NVLink-C2C Interconnect Overview

Updated 7 May 2026

NVLink-C2C is a cache-coherent, high-bandwidth, low-latency chip-to-chip interconnect that seamlessly connects NVIDIA GPUs and CPUs.
It employs a mesh topology and layered protocol stack to achieve effective bandwidths up to 900 GB/s per direction with sub-microsecond latencies.
Advanced features like unified memory support, efficient task scheduling, and side-channel mitigation make NVLink-C2C vital for high-performance multi-GPU systems.

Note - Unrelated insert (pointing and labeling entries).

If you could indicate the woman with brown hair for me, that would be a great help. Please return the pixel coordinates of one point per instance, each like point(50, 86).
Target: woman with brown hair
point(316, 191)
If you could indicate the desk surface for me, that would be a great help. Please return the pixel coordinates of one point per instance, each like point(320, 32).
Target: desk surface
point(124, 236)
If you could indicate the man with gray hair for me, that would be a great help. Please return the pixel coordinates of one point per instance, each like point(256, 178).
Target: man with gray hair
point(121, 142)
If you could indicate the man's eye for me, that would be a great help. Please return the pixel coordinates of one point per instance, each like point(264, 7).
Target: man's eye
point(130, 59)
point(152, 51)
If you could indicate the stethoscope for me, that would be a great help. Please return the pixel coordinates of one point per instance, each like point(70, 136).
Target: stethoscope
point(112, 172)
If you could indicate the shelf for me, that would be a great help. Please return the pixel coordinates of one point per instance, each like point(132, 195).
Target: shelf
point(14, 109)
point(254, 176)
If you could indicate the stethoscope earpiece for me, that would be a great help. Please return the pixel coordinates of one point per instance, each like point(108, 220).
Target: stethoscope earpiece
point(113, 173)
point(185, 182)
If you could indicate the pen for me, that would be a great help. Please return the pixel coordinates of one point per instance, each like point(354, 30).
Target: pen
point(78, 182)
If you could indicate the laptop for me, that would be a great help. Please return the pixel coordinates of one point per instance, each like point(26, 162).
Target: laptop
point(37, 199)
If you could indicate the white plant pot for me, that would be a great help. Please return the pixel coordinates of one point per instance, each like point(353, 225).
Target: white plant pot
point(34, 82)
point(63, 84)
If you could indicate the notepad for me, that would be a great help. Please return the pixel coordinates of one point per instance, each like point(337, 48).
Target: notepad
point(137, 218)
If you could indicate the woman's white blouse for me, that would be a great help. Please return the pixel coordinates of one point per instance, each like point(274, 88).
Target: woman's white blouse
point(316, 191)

NVIDIA NVLink-C2C (chip-to-chip) is a fourth- and fifth-generation, ultra-high-bandwidth, low-latency, cache-coherent interconnect fabric designed to connect GPUs to each other and to CPUs, notably within tightly integrated modules such as the NVIDIA Grace Hopper (GH200) and Grace Blackwell (GB200) Superchips. NVLink-C2C plays a central role in providing both scale-up and unified memory semantics for heterogeneous node designs, with performance and architectural characteristics that significantly exceed those of PCIe and prior interconnects in both bandwidth and latency envelopes (Ren et al., 2024, Yu et al., 28 Jan 2026, Sensi et al., 2024, Jung, 9 Jul 2025).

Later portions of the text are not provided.